Sensitivity analysis
- Sensitivity analysis investigates whether model behavior and outputs remain stable when data is intentionally perturbed or other changes are simulated in data.
- Beyond traditional assessment practices, sensitivity analysis of machine learning model predictions is perhaps the most important validation technique for machine learning models.
- Machine learning models can make drastically differing predictions from minor changes in input variable values. In practice, many linear model validation techniques focus on the numerical instability of regression parameters due to correlation between input variables or between input variables and the dependent variable
- Sensitivity analysis can also test model behavior and outputs when interesting situations or known corner cases are simulated. Output distributions, error measurements, plots, and interpretation techniques can be used to explore the way models behave in important scenarios, how they change over time, or if models remain stable when data is subtly and intentionally corrupted
Variable importance measures
- Variable importance measures are typically seen in tree-based models but are sometimes also reported for other models.
- A simple heuristic rule for variable importance in a decision tree is related to the depth and frequency at which a variable is split on in a tree, where variables used higher in the tree and more frequently in the tree are more important.
- For a single decision tree, a variable's importance is quantitatively determined by the cumulative change in the splitting criterion for every node in which that variable was chosen as the best splitting candidate.

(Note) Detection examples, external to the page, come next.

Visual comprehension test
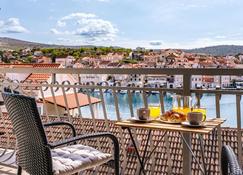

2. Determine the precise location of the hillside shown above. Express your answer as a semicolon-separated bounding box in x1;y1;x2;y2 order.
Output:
0;37;92;50
185;45;243;56
0;37;243;56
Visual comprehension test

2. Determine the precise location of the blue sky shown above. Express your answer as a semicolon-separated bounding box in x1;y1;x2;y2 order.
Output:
0;0;243;48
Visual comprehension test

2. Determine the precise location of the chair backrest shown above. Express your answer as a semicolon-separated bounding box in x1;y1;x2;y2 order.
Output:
2;93;52;175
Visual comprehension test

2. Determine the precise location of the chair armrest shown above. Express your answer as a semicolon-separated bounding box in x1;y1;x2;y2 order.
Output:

- For a gradient boosted tree ensemble, variable importance is calculated as it is for a single tree but aggregated for the ensemble.
- For random forests:
- Variable importance is also calculated as it is for a single tree and aggregated, but an additional measure of variable importance is provided by the change in out-of-bag accuracy caused by shuffling the independent variable of interest, where larger decreases in accuracy are taken as larger indications of importance
- The default method to compute variable importance is the mean decrease in impurity (or gini importance) mechanism: At each split in each tree, the improvement in the split-criterion is the importance measure attributed to the splitting variable, and is accumulated over all the trees in the forest separately for each variable. Note that this measure is quite like the R^2 in regression on the training set
- This example highlights the limitations of impurity-based feature importance in contrast to permutation-based feature importance
- #PAPER Understanding variable importances in forests of randomized trees (Louppe 2013)
- #PAPER Trees, forests, and impurity-based variable importance (Scornet 2020)
- For neural networks, variable importance measures are typically associated with the aggregated, absolute magnitude of model parameters for a given variable of interest.
- Global variable importance techniques are typically model specific, and practitioners should be aware that unsophisticated measures of variable importance can be biased toward larger scale variables or variables with a high number of categories.